Auch beim Engagement der NATO in Libyen war aus ex ante-Sicht Vorsicht geboten. Denn der Sicherheitsrat verlangte zwar einen unmittelbaren Waffenstillstand, autorisierte die Mitgliedstaaten, „alle notwendigen Maßnahmen“ zu ergreifen, um die Zivilbevölkerung in Libyen zu schützen, und verhängte dazu ein Flugverbot und ein Waffenembargo. Aber er erteilte den Staaten kein Mandat, selbst einen Regimewechsel in Tripolis herbeizuführen. Zudem war kaum ein NATO-Staat daran interessiert, sich mit Bodentruppen an den Kämpfen zu beteiligen (vgl. dazu Volker Perthes, Direktor der SWP, SZ v. 27.8.2011). De facto waren aber die Lufteinsätze der NATO, die sie „zur Luftwaffe des Übergangsrats“ machten (Perthes), für den Regimewechsel unerlässlich. Das Mandat des Sicherheitsrats wurde überschritten, wie Perthes feststellt. Rechtsfolge: Die NATO handelte mit allen auf den Regimewechsel abzielenden Einsätzen rechtswidrig.

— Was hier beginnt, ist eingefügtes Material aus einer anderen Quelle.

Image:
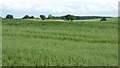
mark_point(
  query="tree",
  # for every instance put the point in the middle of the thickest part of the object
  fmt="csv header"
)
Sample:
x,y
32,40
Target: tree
x,y
103,19
9,16
32,17
70,17
50,16
26,17
42,17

Es ehrt den Juristen Westerwelle, dass er – vor dem Hintergrund einer zutreffenden rechtlichen Würdigung der früheren deutschen Kriegsbeteiligungen – Distanz zeigte und gerade nicht die „Bündnistreue“ über alles hielt – die in der Vergangenheit die Legitimation dafür lieferte, völkerrechtliche Befunde zu überspielen.   Außerdem war die deutsche Distanz keineswegs so konsequent, wie sich das heute ausnimmt. Deutschland hat dem Libyen-Einsatz in der NATO ausdrücklich zugestimmt. Deutsche Soldaten haben beim Targeting in den NATO-Einrichtungen mitgemacht (vgl. FAZ v. 23.8.2011), was Westerwelle jetzt den Vorwurf einträgt, insoweit nicht für ein Mandat des Bundestags gesorgt zu haben.
Also: Vermintes Gelände, und höchste Sorgfalt im Umfang mit dem Völkerrecht geboten!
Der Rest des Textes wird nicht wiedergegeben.